Balance Sheet Strength

As of Dec 31, 2016, total loans were up 1.4% year over year to $80.1 billion. Further, total deposits were $99.0 billion, up about 1% from the prior-year quarter. Total funding costs were 30 bps.

As of Dec 31, 2016, low-cost deposits as a percentage of average deposits, were 92.0% compared with 92.4% as of Sep 30, 2016. Further, deposit costs came in at 13 bps in the reported quarter.

Credit Quality: A Mixed Bag; Energy Headwinds Eases

Non-performing assets, as a percentage of loans, foreclosed properties and non-performing loans held for sale, expanded 24 bps from the prior-year quarter to 1.37%. Also, non-accrual loans, excluding loans held for sale, as a percentage of loans, came in at 1.24%, up 28 bps from the year-ago quarter.

Allowance for loan losses as a percentage of loans, net of unearned income was 1.36%, in line with the prior-year quarter. Moreover, provision for loan losses was $48 million, down 30.4% year over year.  

However, net charge-offs as a percentage of average loans came in at 0.41%, up 3 bps. Further, the company’s total business services criticized loans climbed 7.1% year over year mainly due to risk rating migration in the energy portfolio.

Strong Capital Position

Regions Financial’s estimated ratios remained well above the regulatory requirements under the Basel III capital rules. As of Dec 31, 2016, Basel III Common Equity Tier 1 ratio (fully phased-in) and Tier 1 capital ratio were estimated at 11.0% and 11.9%, respectively, compared to 10.7% and 11.7% in the prior-year quarter. At the end of the quarter, leverage ratio was 10.1% compared with 10.3% in the year-ago quarter.

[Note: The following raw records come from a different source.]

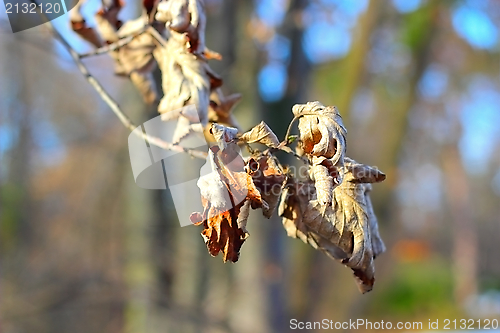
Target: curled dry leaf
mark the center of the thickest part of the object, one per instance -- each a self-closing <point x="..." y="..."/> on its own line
<point x="261" y="134"/>
<point x="269" y="178"/>
<point x="223" y="134"/>
<point x="185" y="79"/>
<point x="186" y="18"/>
<point x="322" y="131"/>
<point x="79" y="25"/>
<point x="326" y="177"/>
<point x="347" y="230"/>
<point x="226" y="198"/>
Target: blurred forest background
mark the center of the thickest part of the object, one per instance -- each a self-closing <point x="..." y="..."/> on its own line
<point x="83" y="249"/>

During 2016, Regions Financial returned about $1.2 billion as capital to shareholders through dividend payments and common stock repurchases.

Our Viewpoint

Regions Financial’s favorable funding mix, attractive core business and revenue diversification strategies will yield profitable earnings in the upcoming quarters. We also remain optimistic on the company's branch consolidation plan and reduction of $300 million in expenses by 2018, in a bid to achieve an efficiency ratio below 60%.

Additionally, steady capital deployment measures will continue to boost investors’ confidence in the stock. However, regulatory issues and higher expenses are concerns.
 

Regions Financial Corp. Price, Consensus and EPS Surprise

Regions Financial Corp. Price, Consensus and EPS Surprise | Regions Financial Corp. Quote

Currently, Regions Financial carries a Zacks Rank #2 (Buy). You can see the complete list of today’s Zacks #1 Rank (Strong Buy) stocks here.

Performance of Other Banks

Bank of America Corporation (BAC - Free Report) reported fourth-quarter 2016 earnings. Rise in trading revenue as well as mortgage banking fees led to earnings of 40 cents per share, which surpassed the Zacks Consensus Estimate of 38 cents. Further, the figure was 48% higher than the year-ago quarter number.

Driven by interest income, Wells Fargo & Company’s (WFC - Free Report) fourth-quarter 2016 earnings recorded a positive surprise of about 3%. Adjusted earnings of $1.03 per share outpaced the Zacks Consensus Estimate by 3 cents. Moreover, it compared favorably with the prior-year quarter’s earnings of $1.00 per share.Including net hedge ineffectiveness accounting impact of 7 cents, earnings came in at 96 cents per share.

Comerica Inc. (CMA - Free Report) delivered a positive earnings surprise of 4.2% in fourth-quarter 2016. Adjusted earnings per share of 99 cents came ahead of the Zacks Consensus Estimate of 95 cents. The adjusted figure excludes a restructuring charge of 7 cents per share. Also, earnings increased 43.8% year over year.